A good portion of our community was already Zoom literate, and many of our region’s wider church meetings took place online. You see, in Northern Ontario (especially in the winter) Zoom beats a 4.5 (or longer) drive any day!
But it’s still not the same. Worshipping online is not possible for all our members for many reasons, some don’t have the know-how, the technology or the internet. I’m sure you’ve read about the woes of rural internet across Canada and how that’s a roadblock to working and learning from home. Worshipping from home has the same challenge.
Still, over the past year, we’ve had board meetings and bible study on Zoom. We have been able to function and worship together, even if our whole body couldn’t meet together.
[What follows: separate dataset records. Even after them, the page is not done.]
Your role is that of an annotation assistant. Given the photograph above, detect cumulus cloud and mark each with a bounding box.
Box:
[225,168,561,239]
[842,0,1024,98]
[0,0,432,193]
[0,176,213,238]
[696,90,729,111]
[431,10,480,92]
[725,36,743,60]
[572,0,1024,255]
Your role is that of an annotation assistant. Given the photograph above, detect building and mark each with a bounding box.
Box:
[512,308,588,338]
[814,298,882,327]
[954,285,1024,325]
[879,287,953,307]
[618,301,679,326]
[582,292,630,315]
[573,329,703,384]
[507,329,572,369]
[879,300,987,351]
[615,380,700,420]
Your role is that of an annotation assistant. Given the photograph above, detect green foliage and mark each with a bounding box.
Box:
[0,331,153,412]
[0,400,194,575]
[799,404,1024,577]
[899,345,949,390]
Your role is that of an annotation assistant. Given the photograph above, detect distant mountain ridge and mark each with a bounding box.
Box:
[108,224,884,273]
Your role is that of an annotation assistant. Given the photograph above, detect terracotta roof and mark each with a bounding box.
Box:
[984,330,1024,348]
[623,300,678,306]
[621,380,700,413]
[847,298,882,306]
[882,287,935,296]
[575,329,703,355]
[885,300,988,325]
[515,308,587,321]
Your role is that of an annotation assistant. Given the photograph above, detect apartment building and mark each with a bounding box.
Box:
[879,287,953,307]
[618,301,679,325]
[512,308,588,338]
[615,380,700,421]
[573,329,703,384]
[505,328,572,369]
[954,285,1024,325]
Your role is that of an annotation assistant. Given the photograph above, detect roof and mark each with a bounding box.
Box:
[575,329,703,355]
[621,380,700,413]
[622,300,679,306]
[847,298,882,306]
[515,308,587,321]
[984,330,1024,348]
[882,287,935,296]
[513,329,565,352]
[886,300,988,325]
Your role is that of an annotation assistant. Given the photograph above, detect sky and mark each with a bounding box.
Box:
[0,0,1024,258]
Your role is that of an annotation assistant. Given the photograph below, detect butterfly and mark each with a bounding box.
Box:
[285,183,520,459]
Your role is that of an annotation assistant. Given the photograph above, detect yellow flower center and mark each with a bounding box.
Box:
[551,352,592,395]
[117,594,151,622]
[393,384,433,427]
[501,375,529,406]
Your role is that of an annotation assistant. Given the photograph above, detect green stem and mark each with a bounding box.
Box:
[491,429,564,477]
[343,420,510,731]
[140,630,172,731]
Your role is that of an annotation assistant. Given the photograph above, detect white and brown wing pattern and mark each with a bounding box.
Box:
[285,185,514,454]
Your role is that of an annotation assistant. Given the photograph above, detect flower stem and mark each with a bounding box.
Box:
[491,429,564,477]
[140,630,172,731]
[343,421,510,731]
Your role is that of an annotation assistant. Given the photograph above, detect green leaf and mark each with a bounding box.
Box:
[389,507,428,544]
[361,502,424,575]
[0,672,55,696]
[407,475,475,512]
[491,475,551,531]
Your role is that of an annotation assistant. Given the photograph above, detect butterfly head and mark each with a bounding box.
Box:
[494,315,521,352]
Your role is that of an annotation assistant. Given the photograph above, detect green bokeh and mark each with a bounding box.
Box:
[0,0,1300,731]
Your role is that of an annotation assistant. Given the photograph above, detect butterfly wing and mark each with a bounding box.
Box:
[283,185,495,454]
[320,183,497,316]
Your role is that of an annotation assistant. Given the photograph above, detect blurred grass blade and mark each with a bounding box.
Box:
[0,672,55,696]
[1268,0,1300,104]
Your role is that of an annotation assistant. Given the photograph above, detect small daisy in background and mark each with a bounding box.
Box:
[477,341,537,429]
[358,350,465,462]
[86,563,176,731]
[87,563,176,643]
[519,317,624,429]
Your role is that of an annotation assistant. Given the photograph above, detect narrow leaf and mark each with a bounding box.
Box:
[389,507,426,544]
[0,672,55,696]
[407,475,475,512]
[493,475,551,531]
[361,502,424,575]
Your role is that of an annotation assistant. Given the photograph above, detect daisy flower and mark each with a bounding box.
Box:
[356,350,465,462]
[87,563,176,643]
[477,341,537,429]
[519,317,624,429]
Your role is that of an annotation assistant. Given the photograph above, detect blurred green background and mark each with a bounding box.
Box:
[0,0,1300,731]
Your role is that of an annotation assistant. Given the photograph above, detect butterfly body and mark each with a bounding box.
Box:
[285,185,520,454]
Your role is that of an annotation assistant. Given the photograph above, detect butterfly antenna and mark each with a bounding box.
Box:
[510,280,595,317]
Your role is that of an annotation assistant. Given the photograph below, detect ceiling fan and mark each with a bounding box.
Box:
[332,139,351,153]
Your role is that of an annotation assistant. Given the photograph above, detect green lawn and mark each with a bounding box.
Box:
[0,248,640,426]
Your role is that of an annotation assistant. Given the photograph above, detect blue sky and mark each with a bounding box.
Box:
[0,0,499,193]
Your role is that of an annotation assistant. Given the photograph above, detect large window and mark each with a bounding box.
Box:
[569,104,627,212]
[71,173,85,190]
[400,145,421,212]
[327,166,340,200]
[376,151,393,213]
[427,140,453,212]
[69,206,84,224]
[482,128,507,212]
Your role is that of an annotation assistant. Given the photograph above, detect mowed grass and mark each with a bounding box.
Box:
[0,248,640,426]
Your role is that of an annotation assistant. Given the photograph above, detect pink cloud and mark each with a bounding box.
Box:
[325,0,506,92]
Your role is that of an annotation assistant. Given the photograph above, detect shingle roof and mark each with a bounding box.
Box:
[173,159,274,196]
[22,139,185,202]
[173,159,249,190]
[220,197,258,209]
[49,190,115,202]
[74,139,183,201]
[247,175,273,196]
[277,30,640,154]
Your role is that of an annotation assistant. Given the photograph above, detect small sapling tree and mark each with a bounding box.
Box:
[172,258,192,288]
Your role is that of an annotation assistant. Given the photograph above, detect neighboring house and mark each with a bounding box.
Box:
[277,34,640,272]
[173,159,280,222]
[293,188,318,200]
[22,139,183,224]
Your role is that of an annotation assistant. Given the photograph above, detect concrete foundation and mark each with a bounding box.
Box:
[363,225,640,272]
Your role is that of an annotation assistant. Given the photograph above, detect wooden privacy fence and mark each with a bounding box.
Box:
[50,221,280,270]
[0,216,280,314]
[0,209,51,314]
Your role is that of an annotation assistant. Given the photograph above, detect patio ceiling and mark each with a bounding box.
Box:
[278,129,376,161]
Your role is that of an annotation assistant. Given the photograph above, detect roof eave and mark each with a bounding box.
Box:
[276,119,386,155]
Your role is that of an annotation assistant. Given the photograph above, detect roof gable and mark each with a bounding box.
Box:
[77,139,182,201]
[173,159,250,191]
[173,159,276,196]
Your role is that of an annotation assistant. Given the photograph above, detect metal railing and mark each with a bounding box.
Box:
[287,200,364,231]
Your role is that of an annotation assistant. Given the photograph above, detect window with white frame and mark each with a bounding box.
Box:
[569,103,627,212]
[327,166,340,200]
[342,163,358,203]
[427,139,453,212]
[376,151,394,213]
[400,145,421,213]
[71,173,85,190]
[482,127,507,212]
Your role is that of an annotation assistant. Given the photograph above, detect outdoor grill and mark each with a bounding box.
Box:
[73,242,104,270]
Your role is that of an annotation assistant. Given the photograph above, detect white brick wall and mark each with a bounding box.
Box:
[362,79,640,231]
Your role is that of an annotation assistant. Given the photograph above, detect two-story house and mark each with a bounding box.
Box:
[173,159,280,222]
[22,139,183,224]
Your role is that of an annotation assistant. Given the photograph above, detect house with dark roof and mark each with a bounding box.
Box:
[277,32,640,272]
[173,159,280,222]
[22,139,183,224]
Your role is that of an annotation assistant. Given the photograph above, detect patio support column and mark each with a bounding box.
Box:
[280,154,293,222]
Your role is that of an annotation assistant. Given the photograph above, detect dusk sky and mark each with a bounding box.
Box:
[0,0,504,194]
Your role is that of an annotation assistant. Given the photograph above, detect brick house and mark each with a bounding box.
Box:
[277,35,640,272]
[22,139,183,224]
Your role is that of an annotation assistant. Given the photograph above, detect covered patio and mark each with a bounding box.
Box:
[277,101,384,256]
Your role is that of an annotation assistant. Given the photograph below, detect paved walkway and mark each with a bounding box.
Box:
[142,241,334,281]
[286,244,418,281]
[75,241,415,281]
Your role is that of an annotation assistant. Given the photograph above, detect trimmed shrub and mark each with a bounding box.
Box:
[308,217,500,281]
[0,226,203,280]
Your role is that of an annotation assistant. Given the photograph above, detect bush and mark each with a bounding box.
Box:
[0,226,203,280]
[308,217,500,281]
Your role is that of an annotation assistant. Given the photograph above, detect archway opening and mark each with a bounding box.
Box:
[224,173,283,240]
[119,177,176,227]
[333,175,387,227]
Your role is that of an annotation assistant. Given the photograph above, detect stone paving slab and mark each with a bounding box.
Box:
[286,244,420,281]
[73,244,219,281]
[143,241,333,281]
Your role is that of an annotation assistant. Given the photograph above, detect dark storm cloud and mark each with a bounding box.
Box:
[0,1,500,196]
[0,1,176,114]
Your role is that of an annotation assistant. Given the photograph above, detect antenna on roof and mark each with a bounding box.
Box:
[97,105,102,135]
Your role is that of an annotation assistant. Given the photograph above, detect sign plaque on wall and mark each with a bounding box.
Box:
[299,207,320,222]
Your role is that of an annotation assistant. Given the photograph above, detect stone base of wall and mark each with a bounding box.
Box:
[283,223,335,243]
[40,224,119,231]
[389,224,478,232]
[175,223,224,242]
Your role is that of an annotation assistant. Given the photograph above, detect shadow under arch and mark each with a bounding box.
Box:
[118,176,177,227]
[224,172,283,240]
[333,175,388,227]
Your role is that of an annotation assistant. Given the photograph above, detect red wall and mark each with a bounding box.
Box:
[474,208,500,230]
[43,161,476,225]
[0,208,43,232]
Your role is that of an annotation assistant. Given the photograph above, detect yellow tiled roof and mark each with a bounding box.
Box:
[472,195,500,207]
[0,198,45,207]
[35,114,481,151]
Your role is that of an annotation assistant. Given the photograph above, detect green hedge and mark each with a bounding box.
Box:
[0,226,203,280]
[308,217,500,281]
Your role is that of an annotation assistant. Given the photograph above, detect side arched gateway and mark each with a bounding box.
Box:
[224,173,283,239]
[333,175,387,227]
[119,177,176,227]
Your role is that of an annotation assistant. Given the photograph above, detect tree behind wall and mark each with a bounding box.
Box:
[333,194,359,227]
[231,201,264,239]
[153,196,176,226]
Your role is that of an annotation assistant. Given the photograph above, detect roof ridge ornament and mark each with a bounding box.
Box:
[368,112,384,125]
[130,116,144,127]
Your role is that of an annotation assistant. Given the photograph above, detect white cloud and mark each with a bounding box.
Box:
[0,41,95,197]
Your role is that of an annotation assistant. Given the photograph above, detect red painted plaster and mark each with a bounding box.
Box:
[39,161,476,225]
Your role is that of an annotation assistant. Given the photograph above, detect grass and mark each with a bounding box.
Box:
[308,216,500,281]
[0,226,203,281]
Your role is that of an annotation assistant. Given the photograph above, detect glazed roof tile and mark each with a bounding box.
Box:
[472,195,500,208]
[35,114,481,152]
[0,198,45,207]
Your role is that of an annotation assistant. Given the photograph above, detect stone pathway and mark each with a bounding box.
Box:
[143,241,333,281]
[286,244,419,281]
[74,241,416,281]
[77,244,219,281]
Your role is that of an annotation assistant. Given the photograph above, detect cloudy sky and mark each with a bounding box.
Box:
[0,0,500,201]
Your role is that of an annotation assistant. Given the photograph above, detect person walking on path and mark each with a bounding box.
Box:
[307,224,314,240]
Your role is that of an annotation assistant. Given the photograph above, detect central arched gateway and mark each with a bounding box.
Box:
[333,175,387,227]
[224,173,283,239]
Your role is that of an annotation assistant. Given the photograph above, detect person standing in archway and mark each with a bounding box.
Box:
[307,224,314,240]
I’ve also found myself writing newspaper articles, newsletters and letters more than I ever thought a millennial pastor would in hopes of reaching our offline members. But, at the end of the day, there are some things you just cannot do online (or paper).
I cannot offer ashes to my congregants. At least not with our current stay-at-home orders in Ontario. And so I wondered, how will we mark the beginning of Lent together?
Well, we had a lot of fun at our Zoom Christmas party last month, and I was watching for the next opportunity for us to gather. As I stared at Ash Wednesday on the calendar I was struck by the date right before: Pancake Tuesday.
I love Shrove Tuesday. Growing up, my family was always big into pancakes. I love the many communal dinners our churches share on that date—celebrating a centuries-old tradition by eating breakfast for dinner. And so, I asked our leadership, would we want to gather for Mardi Gras, to eat together yet apart?
The answer was yes. But we also wondered whether others would participate? How could we make it as easy as possible to do it?
Well, we could deliver pancake mix. Someone had a family recipe we could use, instead of the boxed stuff. Another would be willing to make the mix. Others deliver. Maybe busy families would be more likely to join now?
So that’s the plan. We’ll be munching on flapjacks together over Zoom, getting our sticky fingers all over the keyboard, eating “Nana’s homemade pancakes”. We’ll play some games and take time to share in breakout rooms. We’ll celebrate Fat Tuesday in preparation for the journey towards Jerusalem that is Lent.
There will still be an Ash Wednesday service online, though it’ll feel strange. There are certainly some things we can’t quite do online. But pancakes? That we can do. Thanks be to God.